Blanche’s hair turned white almost overnight on hearing news that her husband, Kit, was slain with the Royalists at Marston Moor in 1644. There were those in the congregation only too glad to reap a bitter harvest on her of fines, robbing her of stock and chattels for taking up the Royalist cause and not attending church services each Sunday. This late war had sliced the district into two camps. Nathaniel neither turned right nor left but paid his dues when asked, steering a careful course in the middle, causing none offence. He said he only awaited the judgement of the Lord, who in His wisdom came down hard on the King. Her cousin’s delinquency brought her in the path of the constables and she was made to pay dearly for her husband’s treachery with the loss of land.
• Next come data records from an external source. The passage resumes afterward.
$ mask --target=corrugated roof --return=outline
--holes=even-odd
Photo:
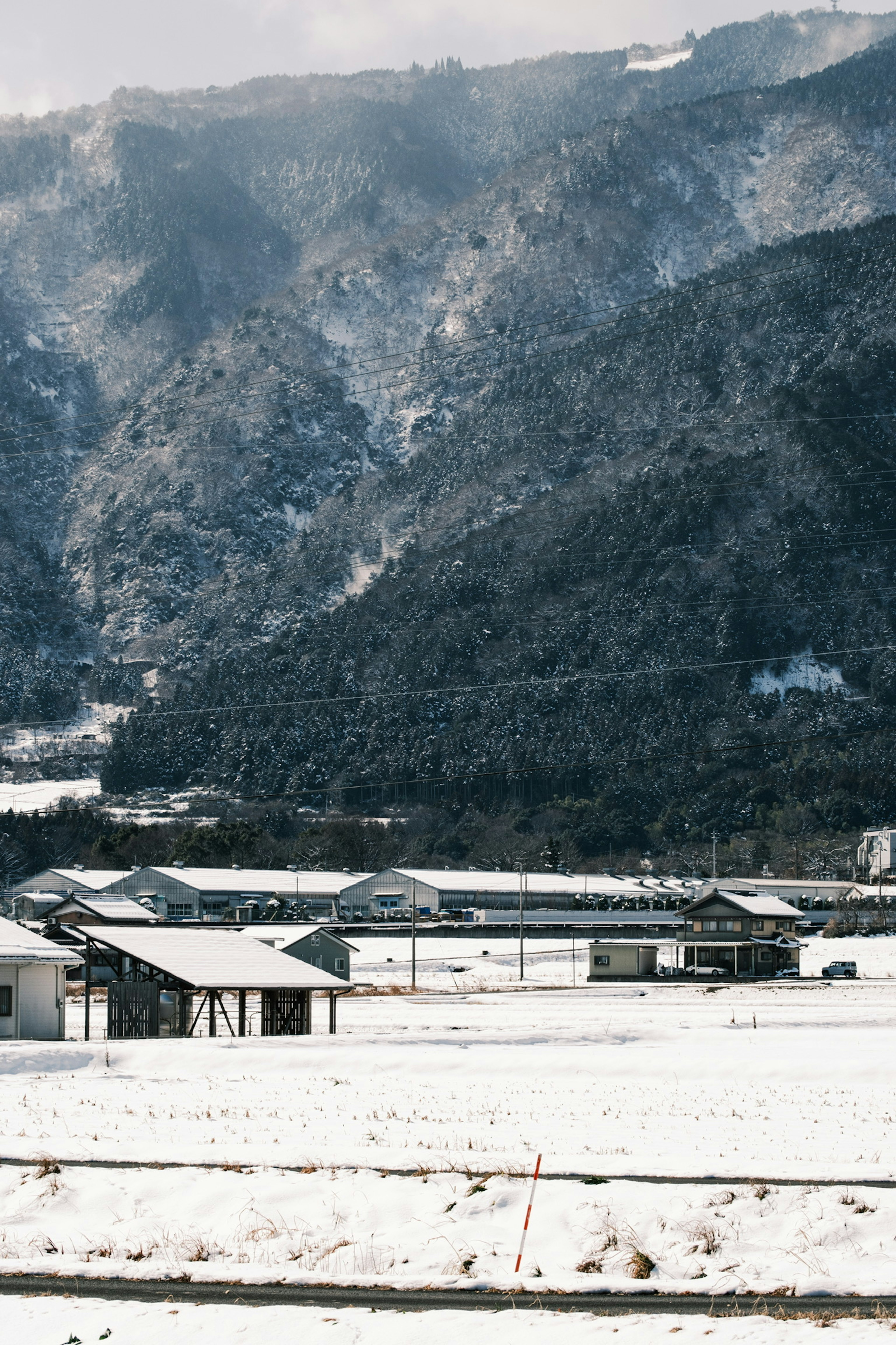
[[[0,917],[0,962],[55,962],[77,967],[81,958],[73,958],[71,952],[34,929],[24,929],[15,920]]]
[[[438,892],[519,892],[519,873],[470,872],[467,869],[391,869],[386,873],[399,873],[415,878]],[[356,881],[361,881],[360,878]],[[637,878],[609,877],[603,873],[524,873],[523,889],[529,894],[536,892],[557,892],[568,896],[631,894],[649,896],[654,889],[642,886]],[[664,889],[666,894],[669,889]]]
[[[66,907],[89,911],[103,920],[159,920],[160,917],[146,911],[140,902],[130,897],[117,897],[113,893],[98,893],[97,896],[85,892],[75,892],[70,897],[63,897],[58,907],[52,907],[47,915],[58,916]]]
[[[34,878],[28,878],[28,882],[43,882],[47,877],[58,874],[63,882],[67,882],[71,888],[87,888],[91,892],[102,892],[109,888],[113,882],[121,882],[126,878],[130,869],[44,869],[42,873],[36,874]],[[16,892],[26,890],[21,884],[15,884]],[[46,890],[43,888],[34,889]],[[52,889],[51,889],[52,890]]]
[[[203,990],[345,990],[348,985],[257,939],[240,937],[239,929],[149,925],[98,931],[86,925],[81,932]]]
[[[337,897],[343,888],[351,888],[363,878],[369,878],[369,873],[314,873],[300,870],[290,873],[289,869],[203,869],[203,868],[160,868],[153,865],[140,870],[140,878],[150,880],[154,873],[165,878],[175,878],[185,882],[188,888],[197,892],[232,892],[246,896],[270,896],[271,892],[282,897],[304,896],[333,896]],[[125,874],[130,877],[130,874]]]
[[[352,950],[352,952],[359,951],[353,943],[348,943],[347,939],[343,939],[341,933],[336,933],[334,929],[328,929],[326,925],[322,924],[290,925],[289,929],[285,929],[282,925],[269,925],[265,924],[263,920],[259,920],[258,924],[240,925],[239,929],[240,933],[249,935],[250,939],[261,939],[262,942],[273,939],[274,947],[277,948],[292,948],[294,943],[300,943],[302,939],[306,939],[309,933],[321,933],[322,931],[329,935],[330,939],[336,939],[337,943],[344,943],[347,948]]]

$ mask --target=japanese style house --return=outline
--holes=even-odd
[[[719,967],[729,976],[799,971],[803,947],[794,931],[799,912],[766,892],[713,888],[678,912],[677,964]]]

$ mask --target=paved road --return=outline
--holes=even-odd
[[[223,1169],[224,1171],[234,1171],[234,1166],[230,1162],[222,1159],[222,1162],[201,1162],[201,1163],[187,1163],[179,1159],[169,1159],[165,1162],[152,1162],[148,1158],[59,1158],[56,1159],[60,1167],[110,1167],[121,1170],[138,1170],[141,1167],[152,1169],[165,1169],[165,1167],[197,1167],[203,1170]],[[35,1167],[38,1163],[36,1158],[3,1158],[0,1157],[0,1167],[4,1163],[11,1167]],[[333,1165],[326,1163],[326,1170],[333,1170]],[[246,1171],[261,1171],[265,1167],[275,1169],[277,1171],[286,1173],[304,1173],[308,1170],[306,1165],[302,1163],[246,1163]],[[240,1169],[242,1170],[242,1169]],[[355,1173],[361,1171],[356,1163],[347,1165],[344,1167],[336,1166],[336,1171]],[[419,1177],[420,1167],[372,1167],[371,1171],[388,1173],[390,1177]],[[463,1167],[462,1170],[454,1167],[430,1167],[427,1169],[433,1176],[439,1176],[439,1173],[455,1173],[462,1177],[500,1177],[500,1173],[493,1171],[489,1167],[484,1167],[481,1171],[474,1167]],[[525,1177],[525,1181],[529,1181]],[[654,1186],[752,1186],[763,1184],[767,1186],[873,1186],[881,1189],[892,1189],[896,1186],[896,1178],[889,1177],[732,1177],[731,1174],[709,1176],[709,1177],[645,1177],[641,1173],[614,1173],[610,1177],[592,1176],[591,1173],[545,1173],[539,1174],[539,1181],[580,1181],[586,1185],[604,1185],[611,1181],[641,1181],[650,1182]]]
[[[858,1317],[896,1317],[896,1295],[881,1298],[806,1297],[756,1298],[739,1294],[711,1298],[708,1294],[496,1294],[481,1290],[438,1289],[332,1289],[322,1284],[203,1284],[171,1279],[83,1279],[74,1275],[0,1275],[0,1294],[69,1294],[74,1298],[105,1298],[144,1303],[234,1303],[247,1307],[376,1307],[382,1310],[433,1311],[467,1309],[494,1311],[535,1307],[552,1313],[712,1313],[716,1317],[748,1317],[815,1311]]]

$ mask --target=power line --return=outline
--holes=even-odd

We are strange relations, she thought; I being little and dark and she being tall and fair. Considered still comely of face, with lands still worthy of ploughing, the widow had many callers to woo her but she preferred to run her household as if Kit were still in residence. They were but distant cousins in truth. Since Hepzibah’s own father took the plainer path of worship and Blanche married into a once popish household, they had seldom met until her widowhood.

Nathaniel Snowden of Wintergill was considered a good enough catch for a plain daughter. Marriage suited them both well. But for the want of an heir she was well satisfied with her stone house on the hill. It was a great sadness that her babes did not thrive above a few breaths of air.

This parson’s edicts were mightily strict for a country district where folks did things in the old ways and paid little heed to the pulpit. He would have his spies in the two constables, Robert Stickley and Thomas Carr. If there was some profit to be made from spilling oats of information Stickley was your man. They were both doing well from this change in governance.

Hepzibah had no great quarrel with the idea of banning Christmas. It was a great expense and distraction to their servants who expected roast beef, mutton pies and plum porridge. She thought the season but a ploy to swell the coffers of all the costermongers in the town. Servants wanted play days, dances and fiddling. Everyone knew that dancing was devil’s mischief for more lasses got with child at Christmas than ever fell in Lent.

Let the candle-makers and grocers, spice merchants and pedlars feel the draught. All the money she saved could be spent wisely on a fine tup or breeding mare. There were still the pigs to be killed and the hog’s head to turn into brawn and pies.

Her work was never done. Christmas-keeping was an old popish practice after all, and now that Cromwell reigned in London it was time to call a halt to frivolity. She was a sober matron now, not a flibbertigibbet of seventeen, but she must admit her feet would tap when she heard a jig.

Nathaniel would have his own thoughts on such matters. If he saw fit to give alms and tokens of thanks to his cowmen, stable boys, shepherds and yard boys, strengthen their brew or let the house servants go for a day to visit with their kin folk, that was his affair. She would heed the parson’s words for her own purposes.